Coulomb blockade at almost perfect transmission

TL;DR

This paper investigates Coulomb blockade phenomena in a quantum dot with near-perfect transmission, revealing persistent oscillations and Kondo-like behavior even at high transmission levels, with specific thermodynamic singularities.

Contribution

It demonstrates that Coulomb blockade oscillations persist at almost perfect transmission and identifies Kondo-like non-analytic behavior in thermodynamic properties.

Findings

Coulomb blockade oscillations exist below unity transmission.

Thermodynamic characteristics show non-analytic behavior at half-integer charge points.

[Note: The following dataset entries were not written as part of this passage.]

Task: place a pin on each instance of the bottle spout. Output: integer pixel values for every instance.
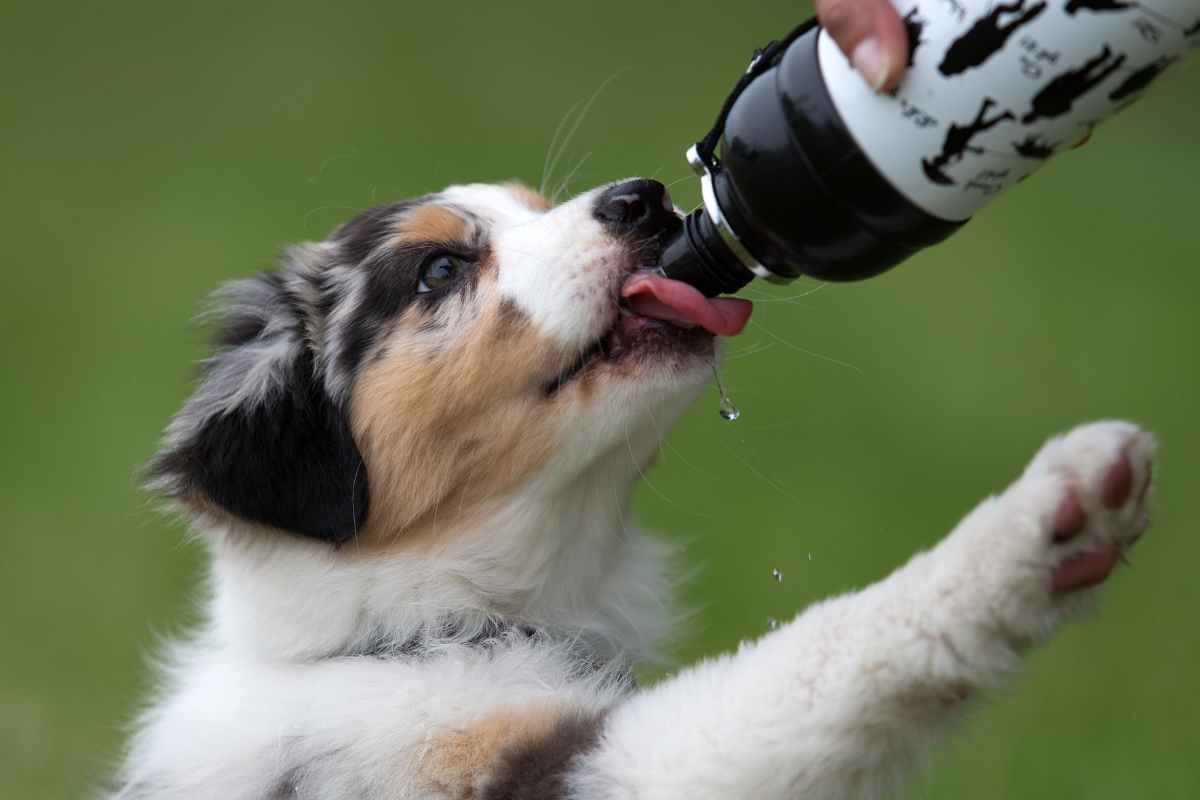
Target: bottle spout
(696, 254)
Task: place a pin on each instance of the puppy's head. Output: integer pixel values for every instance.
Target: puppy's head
(438, 354)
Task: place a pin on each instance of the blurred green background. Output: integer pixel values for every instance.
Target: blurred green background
(153, 150)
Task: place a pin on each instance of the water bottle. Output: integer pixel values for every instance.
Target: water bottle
(820, 175)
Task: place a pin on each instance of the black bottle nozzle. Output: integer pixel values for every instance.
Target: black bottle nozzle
(792, 193)
(697, 256)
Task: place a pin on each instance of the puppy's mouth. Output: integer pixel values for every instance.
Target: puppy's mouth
(658, 314)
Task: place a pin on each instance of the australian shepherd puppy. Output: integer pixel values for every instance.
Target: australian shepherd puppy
(411, 457)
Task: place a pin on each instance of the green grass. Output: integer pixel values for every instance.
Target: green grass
(151, 150)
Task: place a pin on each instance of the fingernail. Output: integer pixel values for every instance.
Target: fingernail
(870, 62)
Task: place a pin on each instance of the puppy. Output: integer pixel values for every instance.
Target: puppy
(411, 457)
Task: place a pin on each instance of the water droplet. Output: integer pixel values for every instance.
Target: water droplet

Capacitance exhibits periodic logarithmic singularities as a function of gate voltage.

Abstract

We study the equilibrium properties of a quantum dot connected to a bulk lead by a single-mode quantum point contact. The ground state energy and other thermodynamic characteristics of the grain show periodic dependence on the gate voltage (Coulomb blockade). We consider the case of almost perfect transmission, and show that the oscillations exist as long as the transmission coefficient of the contact is less than unity. Near the points where the dot charge is half-integer the thermodynamic characteristics show a non-analytic behavior identical to that of the two-channel spin-1/2 Kondo model. In particular, at any transmission coefficient the capacitance measured between the gate and the lead shows periodic logarithmic singularities as a function of the gate voltage.